The nation’s leading blood donation agencies, including the American Red Cross, asked the FDA this year to change its policy. Currently, only gay men, prostitutes, intravenous drug users and people who have a history of cancer or other blood-borne diseases are banned from donating for life. The blood banks have recommended that gay men who haven’t had sex in a year be allowed to donate.

A temporary ban for gay men would still be needed. There’s a window during which an individual can be infected with HIV and not test positive. And gay men in the U.S. have a much higher incidence of HIV infections than the rest of the population. So it’s necessary to exclude those who have recently had sex, even with condoms. But the new tests can detect the virus within 11 days, on average, after infection. A ban of several weeks or months should be sufficient.

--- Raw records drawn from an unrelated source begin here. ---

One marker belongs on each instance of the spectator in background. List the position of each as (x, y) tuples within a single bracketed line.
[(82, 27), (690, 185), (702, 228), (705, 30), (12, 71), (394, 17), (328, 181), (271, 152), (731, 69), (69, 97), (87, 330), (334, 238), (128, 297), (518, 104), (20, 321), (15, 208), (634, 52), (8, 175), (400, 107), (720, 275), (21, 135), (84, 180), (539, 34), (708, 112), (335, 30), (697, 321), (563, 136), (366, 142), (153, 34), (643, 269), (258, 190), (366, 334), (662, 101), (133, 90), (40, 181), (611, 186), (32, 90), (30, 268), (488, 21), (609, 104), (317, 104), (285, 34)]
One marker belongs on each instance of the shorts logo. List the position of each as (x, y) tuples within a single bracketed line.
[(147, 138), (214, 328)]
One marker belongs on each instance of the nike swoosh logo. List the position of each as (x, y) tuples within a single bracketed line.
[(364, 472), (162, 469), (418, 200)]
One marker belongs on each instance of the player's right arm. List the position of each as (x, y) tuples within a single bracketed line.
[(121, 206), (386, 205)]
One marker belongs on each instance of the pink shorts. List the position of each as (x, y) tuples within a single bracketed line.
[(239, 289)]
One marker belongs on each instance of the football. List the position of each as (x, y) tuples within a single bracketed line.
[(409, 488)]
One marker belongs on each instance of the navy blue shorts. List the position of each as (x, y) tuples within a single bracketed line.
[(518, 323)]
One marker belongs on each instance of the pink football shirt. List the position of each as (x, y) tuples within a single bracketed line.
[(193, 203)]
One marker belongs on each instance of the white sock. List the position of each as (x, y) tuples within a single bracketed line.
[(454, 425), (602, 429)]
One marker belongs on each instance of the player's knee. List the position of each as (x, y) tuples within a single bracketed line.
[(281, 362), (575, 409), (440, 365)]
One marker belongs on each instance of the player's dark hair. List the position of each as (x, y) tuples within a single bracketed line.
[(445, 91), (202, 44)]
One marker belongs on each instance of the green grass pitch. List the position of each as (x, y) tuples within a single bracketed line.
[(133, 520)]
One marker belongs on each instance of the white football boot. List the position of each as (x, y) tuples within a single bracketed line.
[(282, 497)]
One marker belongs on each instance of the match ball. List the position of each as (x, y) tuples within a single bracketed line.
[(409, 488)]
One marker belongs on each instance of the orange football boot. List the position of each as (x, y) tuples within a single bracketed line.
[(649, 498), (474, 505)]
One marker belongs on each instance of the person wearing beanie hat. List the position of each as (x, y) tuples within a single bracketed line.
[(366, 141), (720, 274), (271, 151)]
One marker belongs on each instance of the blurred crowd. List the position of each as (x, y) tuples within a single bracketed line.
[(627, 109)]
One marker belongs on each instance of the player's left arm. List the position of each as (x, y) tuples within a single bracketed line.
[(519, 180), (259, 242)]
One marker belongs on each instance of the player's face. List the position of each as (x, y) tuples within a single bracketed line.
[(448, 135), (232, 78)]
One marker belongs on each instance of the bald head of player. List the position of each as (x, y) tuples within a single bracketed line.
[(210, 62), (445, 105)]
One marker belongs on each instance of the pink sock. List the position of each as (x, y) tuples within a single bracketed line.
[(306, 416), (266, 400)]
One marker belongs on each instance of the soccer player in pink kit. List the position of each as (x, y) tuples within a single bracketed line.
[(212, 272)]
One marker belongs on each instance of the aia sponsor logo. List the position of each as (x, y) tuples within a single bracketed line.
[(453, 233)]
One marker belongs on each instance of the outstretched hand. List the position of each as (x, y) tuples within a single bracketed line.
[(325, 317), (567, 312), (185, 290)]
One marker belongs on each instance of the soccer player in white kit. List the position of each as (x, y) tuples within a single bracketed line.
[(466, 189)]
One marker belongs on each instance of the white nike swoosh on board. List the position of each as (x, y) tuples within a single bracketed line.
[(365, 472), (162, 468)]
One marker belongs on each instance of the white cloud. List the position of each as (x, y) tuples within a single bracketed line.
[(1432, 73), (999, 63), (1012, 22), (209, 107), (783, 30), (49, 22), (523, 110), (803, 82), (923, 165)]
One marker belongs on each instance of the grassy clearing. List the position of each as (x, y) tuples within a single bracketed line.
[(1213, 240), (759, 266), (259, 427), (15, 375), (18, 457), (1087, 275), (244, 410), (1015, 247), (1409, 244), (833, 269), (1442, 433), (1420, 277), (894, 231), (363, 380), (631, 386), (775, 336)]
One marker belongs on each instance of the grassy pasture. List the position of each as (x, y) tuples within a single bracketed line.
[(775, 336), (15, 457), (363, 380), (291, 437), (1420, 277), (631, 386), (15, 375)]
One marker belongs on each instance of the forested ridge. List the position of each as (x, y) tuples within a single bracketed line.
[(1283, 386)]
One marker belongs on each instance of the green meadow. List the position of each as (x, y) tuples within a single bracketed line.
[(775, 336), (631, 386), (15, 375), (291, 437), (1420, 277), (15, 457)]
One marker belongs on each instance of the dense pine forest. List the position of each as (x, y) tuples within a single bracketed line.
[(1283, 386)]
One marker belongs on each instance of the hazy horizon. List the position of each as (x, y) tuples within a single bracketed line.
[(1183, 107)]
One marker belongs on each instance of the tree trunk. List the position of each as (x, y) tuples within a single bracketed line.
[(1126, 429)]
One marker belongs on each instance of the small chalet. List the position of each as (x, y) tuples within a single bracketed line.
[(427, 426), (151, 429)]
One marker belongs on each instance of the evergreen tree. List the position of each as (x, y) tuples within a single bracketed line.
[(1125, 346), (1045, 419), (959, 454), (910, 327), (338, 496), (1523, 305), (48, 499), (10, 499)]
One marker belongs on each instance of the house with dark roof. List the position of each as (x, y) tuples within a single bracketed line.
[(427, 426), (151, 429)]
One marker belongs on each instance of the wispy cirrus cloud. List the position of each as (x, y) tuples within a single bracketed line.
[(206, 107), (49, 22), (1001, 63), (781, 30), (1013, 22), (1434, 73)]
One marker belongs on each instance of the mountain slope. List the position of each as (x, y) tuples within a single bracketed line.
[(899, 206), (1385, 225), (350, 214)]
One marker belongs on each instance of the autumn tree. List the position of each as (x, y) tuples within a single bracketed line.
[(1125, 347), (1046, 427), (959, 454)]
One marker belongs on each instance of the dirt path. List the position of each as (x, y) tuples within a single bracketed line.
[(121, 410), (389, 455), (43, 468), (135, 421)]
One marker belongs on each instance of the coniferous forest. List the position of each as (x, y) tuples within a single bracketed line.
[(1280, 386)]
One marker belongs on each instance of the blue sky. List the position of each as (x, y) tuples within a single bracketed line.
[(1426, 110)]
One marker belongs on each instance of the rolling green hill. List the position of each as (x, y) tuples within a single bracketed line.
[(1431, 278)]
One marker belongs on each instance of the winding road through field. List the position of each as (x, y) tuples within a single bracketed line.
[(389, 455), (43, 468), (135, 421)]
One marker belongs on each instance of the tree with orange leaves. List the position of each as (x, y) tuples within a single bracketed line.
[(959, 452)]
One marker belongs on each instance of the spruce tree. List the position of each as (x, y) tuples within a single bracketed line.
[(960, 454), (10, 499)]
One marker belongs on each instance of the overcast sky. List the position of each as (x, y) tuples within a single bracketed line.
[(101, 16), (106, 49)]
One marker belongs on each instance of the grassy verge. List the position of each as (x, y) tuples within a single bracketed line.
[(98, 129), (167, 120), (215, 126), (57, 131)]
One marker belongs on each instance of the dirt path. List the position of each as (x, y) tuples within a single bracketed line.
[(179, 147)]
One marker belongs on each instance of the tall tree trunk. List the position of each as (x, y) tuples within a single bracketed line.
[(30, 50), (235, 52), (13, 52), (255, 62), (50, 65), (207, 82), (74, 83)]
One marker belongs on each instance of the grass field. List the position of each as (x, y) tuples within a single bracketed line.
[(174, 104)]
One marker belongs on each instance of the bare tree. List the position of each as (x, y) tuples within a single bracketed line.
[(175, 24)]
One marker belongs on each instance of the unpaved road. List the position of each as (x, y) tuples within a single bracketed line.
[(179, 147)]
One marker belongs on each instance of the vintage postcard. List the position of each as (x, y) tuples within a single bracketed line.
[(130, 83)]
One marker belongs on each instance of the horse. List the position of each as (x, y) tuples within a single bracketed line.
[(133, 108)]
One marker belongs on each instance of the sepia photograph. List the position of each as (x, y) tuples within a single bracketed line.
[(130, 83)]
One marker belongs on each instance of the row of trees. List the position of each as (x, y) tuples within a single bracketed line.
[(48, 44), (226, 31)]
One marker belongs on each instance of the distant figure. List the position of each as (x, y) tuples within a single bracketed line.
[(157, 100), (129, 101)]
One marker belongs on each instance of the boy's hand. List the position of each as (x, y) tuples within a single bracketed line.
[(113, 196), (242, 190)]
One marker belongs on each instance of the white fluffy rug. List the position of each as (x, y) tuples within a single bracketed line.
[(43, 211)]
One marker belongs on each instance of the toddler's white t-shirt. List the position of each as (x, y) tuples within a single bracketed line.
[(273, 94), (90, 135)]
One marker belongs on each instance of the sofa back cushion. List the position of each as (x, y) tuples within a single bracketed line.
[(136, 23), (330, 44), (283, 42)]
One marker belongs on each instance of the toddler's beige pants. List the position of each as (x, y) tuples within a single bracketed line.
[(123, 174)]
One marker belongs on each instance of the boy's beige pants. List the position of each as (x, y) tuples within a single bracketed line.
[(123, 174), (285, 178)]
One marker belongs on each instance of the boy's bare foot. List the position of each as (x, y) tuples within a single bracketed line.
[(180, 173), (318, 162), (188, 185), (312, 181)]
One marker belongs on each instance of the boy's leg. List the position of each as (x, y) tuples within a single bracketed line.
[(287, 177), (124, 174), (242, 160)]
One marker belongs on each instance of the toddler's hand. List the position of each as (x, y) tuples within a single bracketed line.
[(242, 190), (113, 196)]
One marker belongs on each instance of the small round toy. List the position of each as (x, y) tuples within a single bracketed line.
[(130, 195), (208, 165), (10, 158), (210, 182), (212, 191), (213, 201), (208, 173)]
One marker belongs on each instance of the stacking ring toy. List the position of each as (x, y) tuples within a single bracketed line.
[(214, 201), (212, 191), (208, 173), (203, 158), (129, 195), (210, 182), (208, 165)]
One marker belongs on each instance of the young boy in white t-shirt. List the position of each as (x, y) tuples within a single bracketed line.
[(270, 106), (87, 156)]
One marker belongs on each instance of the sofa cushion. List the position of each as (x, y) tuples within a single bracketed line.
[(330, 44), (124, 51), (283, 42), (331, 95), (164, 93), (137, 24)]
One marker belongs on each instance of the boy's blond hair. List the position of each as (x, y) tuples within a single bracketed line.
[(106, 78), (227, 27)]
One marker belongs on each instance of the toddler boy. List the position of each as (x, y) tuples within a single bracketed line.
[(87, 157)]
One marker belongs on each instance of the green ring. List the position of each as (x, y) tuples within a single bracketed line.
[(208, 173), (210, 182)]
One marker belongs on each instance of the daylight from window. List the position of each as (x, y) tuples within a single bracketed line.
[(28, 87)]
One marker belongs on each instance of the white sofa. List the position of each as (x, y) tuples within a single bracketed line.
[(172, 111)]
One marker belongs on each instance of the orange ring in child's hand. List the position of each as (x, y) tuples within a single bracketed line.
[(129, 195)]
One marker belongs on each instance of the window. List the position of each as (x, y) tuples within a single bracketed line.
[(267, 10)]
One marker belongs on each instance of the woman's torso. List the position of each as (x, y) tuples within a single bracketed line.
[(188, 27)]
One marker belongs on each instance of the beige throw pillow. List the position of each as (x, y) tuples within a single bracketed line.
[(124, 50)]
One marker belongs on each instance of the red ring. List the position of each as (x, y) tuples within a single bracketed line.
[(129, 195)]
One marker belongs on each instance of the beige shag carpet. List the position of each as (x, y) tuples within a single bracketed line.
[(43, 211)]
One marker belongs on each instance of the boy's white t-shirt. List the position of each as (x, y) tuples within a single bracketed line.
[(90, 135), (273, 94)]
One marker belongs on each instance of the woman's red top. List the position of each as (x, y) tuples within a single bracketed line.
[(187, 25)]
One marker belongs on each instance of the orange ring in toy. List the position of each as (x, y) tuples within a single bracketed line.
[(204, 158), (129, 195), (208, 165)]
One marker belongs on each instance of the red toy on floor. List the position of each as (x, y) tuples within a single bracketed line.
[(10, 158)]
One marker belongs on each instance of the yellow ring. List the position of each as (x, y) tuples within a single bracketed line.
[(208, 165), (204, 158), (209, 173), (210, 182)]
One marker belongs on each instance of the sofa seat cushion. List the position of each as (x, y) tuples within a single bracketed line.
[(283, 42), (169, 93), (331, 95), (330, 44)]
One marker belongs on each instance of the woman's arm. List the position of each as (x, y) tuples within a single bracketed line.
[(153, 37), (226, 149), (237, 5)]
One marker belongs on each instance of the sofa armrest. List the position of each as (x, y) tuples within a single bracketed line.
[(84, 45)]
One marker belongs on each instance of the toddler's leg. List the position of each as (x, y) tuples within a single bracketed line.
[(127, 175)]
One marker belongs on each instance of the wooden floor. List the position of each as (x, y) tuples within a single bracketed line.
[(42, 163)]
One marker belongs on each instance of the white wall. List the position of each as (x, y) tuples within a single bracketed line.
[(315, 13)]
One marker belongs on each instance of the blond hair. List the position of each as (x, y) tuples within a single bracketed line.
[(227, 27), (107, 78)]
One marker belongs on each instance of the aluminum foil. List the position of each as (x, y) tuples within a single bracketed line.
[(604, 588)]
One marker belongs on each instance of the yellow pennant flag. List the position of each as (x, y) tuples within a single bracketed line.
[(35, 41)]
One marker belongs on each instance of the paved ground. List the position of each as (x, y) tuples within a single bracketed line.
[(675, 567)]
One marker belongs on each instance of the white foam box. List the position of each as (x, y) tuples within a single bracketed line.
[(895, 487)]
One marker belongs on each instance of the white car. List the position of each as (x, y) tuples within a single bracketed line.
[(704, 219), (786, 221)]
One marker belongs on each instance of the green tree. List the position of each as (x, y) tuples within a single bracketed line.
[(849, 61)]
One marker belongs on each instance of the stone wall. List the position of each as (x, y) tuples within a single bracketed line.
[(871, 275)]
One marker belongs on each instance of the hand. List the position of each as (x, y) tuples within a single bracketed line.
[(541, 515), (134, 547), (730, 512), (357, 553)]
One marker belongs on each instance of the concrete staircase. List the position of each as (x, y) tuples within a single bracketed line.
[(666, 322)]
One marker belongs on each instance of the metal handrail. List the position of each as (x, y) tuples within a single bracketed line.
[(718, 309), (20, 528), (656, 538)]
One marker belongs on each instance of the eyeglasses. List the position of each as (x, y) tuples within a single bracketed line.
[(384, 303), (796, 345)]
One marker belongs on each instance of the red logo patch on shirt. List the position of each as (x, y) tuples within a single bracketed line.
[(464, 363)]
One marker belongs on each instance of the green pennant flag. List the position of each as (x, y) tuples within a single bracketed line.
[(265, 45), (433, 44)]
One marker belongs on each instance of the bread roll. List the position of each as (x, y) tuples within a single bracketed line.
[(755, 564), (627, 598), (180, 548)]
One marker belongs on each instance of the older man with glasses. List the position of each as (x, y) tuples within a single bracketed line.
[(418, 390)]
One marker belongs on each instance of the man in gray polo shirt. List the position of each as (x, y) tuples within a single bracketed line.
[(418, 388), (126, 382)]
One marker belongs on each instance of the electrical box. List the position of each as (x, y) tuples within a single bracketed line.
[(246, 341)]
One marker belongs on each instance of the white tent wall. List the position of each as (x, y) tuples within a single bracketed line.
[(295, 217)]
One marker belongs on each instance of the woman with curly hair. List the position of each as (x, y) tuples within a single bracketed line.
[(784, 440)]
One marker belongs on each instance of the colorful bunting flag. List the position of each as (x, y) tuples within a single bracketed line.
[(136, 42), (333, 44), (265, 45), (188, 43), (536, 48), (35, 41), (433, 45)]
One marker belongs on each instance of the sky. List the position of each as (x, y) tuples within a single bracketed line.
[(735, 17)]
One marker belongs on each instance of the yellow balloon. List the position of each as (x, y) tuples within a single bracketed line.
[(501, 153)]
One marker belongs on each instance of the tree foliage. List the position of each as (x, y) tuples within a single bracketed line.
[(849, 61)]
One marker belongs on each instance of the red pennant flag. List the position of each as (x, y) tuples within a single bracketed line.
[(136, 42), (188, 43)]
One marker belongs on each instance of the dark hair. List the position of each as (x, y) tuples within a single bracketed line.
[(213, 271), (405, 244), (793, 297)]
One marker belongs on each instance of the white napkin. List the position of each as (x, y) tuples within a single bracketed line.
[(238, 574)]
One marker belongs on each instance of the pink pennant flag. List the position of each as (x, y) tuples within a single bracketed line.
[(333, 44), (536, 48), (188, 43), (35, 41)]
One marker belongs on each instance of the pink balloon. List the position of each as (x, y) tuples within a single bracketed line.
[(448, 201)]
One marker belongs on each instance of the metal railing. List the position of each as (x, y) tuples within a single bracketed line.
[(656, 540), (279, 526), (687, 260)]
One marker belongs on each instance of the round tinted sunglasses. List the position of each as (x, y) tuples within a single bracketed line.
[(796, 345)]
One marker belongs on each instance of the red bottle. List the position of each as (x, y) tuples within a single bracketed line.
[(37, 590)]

Another issue is that current guidelines fail to adequately take donor behavior into account. Questionnaires don’t routinely ask about risky behavior, so even promiscuous heterosexuals can donate. Is blood from a monogamous, HIV-negative gay man more unsafe than blood from a heterosexual man who is sexually active with multiple partners?

The FDA must continue to monitor the nation’s blood supply, and it may be necessary to bar donations from those who engage in risky behavior or who are part of a population that is at a much higher risk for a disease. But those decisions should be made according to science.